Determine which BrainPOP movies to use to help building background knowledge or support existing skills: Prime Numbers, Adding and Subtracting Integers, Multiplication, Division, Critical Reasoning, Problem Solving Using Tables, Fractions, Polynomials

Lesson Procedure:

  1. Begin with an off-screen warm up activity. Divide the class into small groups of no more than five students. Each group stands in its own circle. Hand one ball to each group. Explain that they are to take turns bouncing the ball so that it bounces a total of 20 times, but the rule is that each person can only bounce the ball a maximum of five times before it goes to the next person. For example, two people cannot bounce it ten times each to get to the 20 bounces. Groups should discuss their strategy before they begin bouncing. Allow a few minutes for the warm up. If a group finishes quickly, they can play again with a different multiple. After, have groups share their strategies with each other.
  2. Play one of the related BrainPOP movies you selected to reinforce the targeted skills (see Preparation section above).
  3. Project the Wuzzit Trouble game for the whole class to see. Tell them that the Wuzzits are in trouble and need your help!  Navigate to the first puzzle. Ask students what they think they need to do to play the game. Give them a few moments to respond, then model how to play.
      • Turn the small gear to move the big gear, which moves the key to the pointer and frees the Wuzzit.  
      • Point out that you are turning the gear two times because the “5” inside the small gear signals that each turn equal five notches and you need to get to 10.
      • On the next screen, show how you earned three stars and 1,000 points because you turned the gear two times in one move. Explain that if you had turned it once and stopped and then turned it again, you would have earned less stars and points.
      • Play the second puzzle, this time inviting a volunteer to turn the gear. Ask the volunteer to explain his or her strategy.
      • Before students play on their own, you may want to show them how they can move the gear in both directions (clockwise or counterclockwise) or depending on their abilities, you may want them to discover this on their own when they reach puzzles that require it. You may also want to show them how to click the replay button to correct a mistake or earn more stars.
    Remind students that just like in the warm-up activity, there in no one right answer.
  4. Now have students explore the game -- independently, in pairs, or in small groups. Allow 10-15 minutes for students to play through puzzle 9.
  5. Encourage students who may not understand how to solve a puzzle to collaborate with other students who are progressing through the game.
  6. If students have individual logins through My BrainPOP, encourage them to use the SnapThought®  tool to take snapshots of significant moments during game play and reflect on their strategies.
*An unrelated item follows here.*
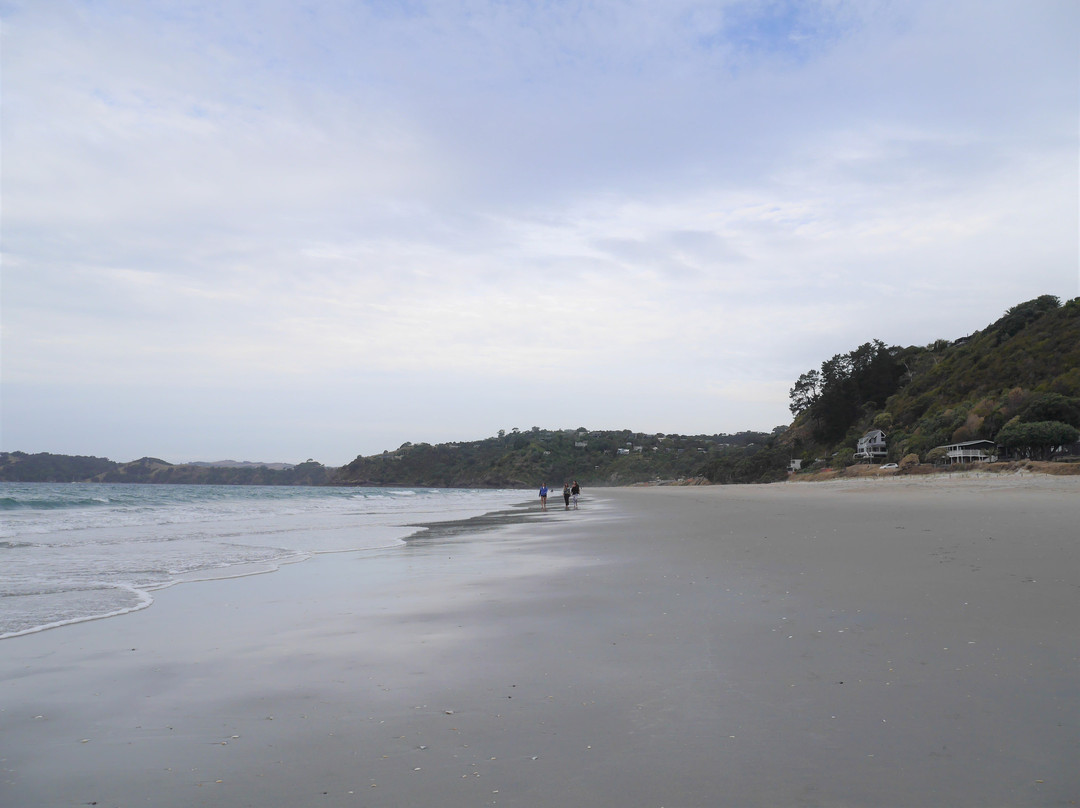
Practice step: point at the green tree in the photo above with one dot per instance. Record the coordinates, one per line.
(1036, 440)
Check out Wuzzit Trouble: SnapThought Prompts for more information and specific SnapThought prompts you can provide students during Wuzzit Trouble game play.
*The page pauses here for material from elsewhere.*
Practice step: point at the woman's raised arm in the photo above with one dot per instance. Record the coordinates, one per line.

  7. As you circulate, listen as students discuss their strategies, and provide help as needed. For example, puzzle 4 is the first level where they will need to rotate the gears in the opposite direction and in puzzle 7, the cogs (or multiples) change from 5 to 10, which students may miss.
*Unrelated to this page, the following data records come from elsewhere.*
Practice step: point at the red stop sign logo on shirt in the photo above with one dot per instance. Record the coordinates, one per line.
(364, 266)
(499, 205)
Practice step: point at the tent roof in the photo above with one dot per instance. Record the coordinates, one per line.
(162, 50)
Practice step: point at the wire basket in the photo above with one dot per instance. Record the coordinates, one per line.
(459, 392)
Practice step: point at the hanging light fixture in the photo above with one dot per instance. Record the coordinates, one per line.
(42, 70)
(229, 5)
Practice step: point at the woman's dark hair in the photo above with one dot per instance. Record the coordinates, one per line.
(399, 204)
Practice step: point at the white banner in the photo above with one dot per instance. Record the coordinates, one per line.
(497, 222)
  8. Once everyone has completed puzzle 9, bring students together for a whole-class discussion about their strategies. Display puzzle 9 since it’s fresh in their minds and invite a volunteer to show the first move he or she made and why. Then have a second volunteer explain the second move required to collect all the keys and free the Wuzzit. Then ask the class to share other possible moves they could do to earn three stars, and explain their thinking.
  9. Conclude the lesson by telling the class that they will be freeing Wuzzits again soon!

Extension Activities:

After a few sessions playing Wuzzit Trouble and moving through several levels of play, have students work in small groups to create their own human Wuzzit Trouble puzzles. This should include the big and small gears and one student can even be the Wuzzit. Have them decide whether they want their puzzles to include one or two numbers to unlock the Wuzzit. Invite students to solve each other’s puzzles.